Но на следующий день мне с самого утра звонит какая-то женщина, представляется администратором отделения травматологии детского госпиталя и предлагает прийти к ним на собеседование.
Я собираюсь в рекордные сроки и несусь по указанному адресу.
А дальше… меня оформляют, не успеваю и глазом моргнуть. А потом мне уже некогда думать ни о чем. Я целый день, пока не остаюсь совсем без сил, обретаюсь в приемном покое, и с уверенностью могу сказать, что день прожит не зря.
Два острых аппендицита после моего осмотра превращаются в кишечные колики, которые, впрочем, тут же перестают беспокоить детей и их выдают на руки счастливым родителям.
Два сложнейших закрытых перелома оказываются с моей руки легкими ушибами и вывихами.
Примерно трое суток я провожу в больнице, с перерывами лишь на сон и на чтение очередных книг, которые прихватила с собой с разрешения Усманова-старшего. Несколько раз звоню маме Демида, чтобы узнать, не появлялся ли он.
На четвертые сутки я снова успешно справляюсь с мелкими детскими травмами, а потом, уже под вечер, к нам в отделение привозят мальчика лет семи.
Он без сознания и в ужасном состоянии после автомобильной аварии.
На отца, который в момент столкновения находился за рулем, но отделался всего лишь легким испугом и переломом руки, тогда как ребенок оказался при смерти, жалко смотреть. Он плачет. Он повторяет снова и снова, что тот автомобиль вылетел так неожиданно, что он не смог ничего сделать.
Я рвусь к ребенку, еле сдерживая волнение.
И едва мне удается подойти к мальчику, под видом медсестры, которая, вместе с бригадой, готовит ребенка к экстренной операции, как понимаю, он умирает. Даже удивительно, что его вообще смогли довезти до больницы. Легкие повреждены слишком сильно, он едва дышит. Сердцебиение слабое и с перебоями, пульс почти не прощупывается.

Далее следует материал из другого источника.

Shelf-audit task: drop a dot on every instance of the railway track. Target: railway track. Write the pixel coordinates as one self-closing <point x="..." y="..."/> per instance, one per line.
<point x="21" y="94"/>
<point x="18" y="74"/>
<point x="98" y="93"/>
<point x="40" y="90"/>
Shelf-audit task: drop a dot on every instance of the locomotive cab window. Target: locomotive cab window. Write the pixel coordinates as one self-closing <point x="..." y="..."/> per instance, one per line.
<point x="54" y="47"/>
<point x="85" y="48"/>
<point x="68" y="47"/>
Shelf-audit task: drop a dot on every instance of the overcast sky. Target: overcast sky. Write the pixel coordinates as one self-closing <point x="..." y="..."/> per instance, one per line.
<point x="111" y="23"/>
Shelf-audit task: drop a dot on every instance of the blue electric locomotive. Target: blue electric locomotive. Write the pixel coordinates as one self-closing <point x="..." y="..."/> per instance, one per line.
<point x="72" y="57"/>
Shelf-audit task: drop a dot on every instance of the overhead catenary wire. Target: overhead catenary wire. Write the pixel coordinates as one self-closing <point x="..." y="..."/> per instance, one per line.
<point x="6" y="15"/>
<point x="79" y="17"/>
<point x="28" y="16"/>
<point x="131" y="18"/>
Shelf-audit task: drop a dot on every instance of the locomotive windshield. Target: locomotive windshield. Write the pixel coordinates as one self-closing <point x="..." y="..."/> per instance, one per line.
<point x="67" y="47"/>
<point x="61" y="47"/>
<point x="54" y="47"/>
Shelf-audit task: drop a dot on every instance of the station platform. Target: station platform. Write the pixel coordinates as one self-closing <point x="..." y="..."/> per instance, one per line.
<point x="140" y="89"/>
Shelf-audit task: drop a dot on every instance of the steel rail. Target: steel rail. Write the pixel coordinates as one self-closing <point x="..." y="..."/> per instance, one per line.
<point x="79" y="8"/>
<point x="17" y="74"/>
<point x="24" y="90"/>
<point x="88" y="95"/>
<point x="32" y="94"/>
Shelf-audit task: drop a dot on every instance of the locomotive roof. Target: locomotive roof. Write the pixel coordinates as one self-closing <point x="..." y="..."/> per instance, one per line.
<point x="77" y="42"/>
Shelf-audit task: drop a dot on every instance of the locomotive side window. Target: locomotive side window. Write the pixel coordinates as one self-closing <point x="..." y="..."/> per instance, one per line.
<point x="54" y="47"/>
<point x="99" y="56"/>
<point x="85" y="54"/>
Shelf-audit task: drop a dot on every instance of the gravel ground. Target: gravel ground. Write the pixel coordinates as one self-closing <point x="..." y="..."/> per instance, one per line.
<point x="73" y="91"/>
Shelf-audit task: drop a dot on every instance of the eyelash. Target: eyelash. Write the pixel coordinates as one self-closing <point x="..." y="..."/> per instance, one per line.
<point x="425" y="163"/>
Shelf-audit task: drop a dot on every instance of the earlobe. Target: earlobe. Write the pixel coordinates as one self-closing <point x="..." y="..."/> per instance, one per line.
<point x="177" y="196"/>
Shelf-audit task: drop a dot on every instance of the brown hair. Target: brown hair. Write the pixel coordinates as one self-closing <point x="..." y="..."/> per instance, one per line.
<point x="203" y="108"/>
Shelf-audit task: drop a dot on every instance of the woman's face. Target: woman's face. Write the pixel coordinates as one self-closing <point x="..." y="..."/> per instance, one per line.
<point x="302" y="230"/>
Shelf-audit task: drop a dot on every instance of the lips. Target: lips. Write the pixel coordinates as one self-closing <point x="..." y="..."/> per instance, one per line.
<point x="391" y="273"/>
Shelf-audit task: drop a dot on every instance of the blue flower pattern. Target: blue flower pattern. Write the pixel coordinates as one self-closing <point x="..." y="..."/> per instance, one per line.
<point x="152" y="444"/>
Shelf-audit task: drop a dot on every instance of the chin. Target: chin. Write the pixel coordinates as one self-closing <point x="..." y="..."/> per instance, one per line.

Я тут же концентрируюсь и осторожно кладу одну из ладоней на впалую грудь мальчика. Вторую располагаю в области сердца. И отдаю ему всю свою энергию, какую могу.
— Так, что здесь происходит? Срочно дорогу, дорогу! — раздается мужской голос.
— Федор Константинович, все готово к операции, — отвечает женский.
С приходом хирурга начинается суета, а меня просят отойти от ребенка и встать на расстоянии вытянутой руки.
Я отхожу дальше, к стеночке, потому что ноги не держат. Я полностью без сил из-за того, что лишилась энергии и от волнения, успею ли до того, как меня прогонят. Успела. Теперь я точно знаю, что с мальчиком все будет хорошо и он выживет.
— Не понимаю, — бормочет хирург, — мне сказали, состояние критическое. Но все показатели в норме и…
Дальше я не слушаю.
Выхожу из палаты и иду в сторону выхода из больницы.
На сегодня все, но я обязательно приду сюда завтра.
— Вы там были, что с ним? Что с ним?
На меня набрасывается отец мальчика и больно хватает трясущимися руками за локоть.
— Все будет хорошо, не волнуйтесь. Присядьте и просто подождите.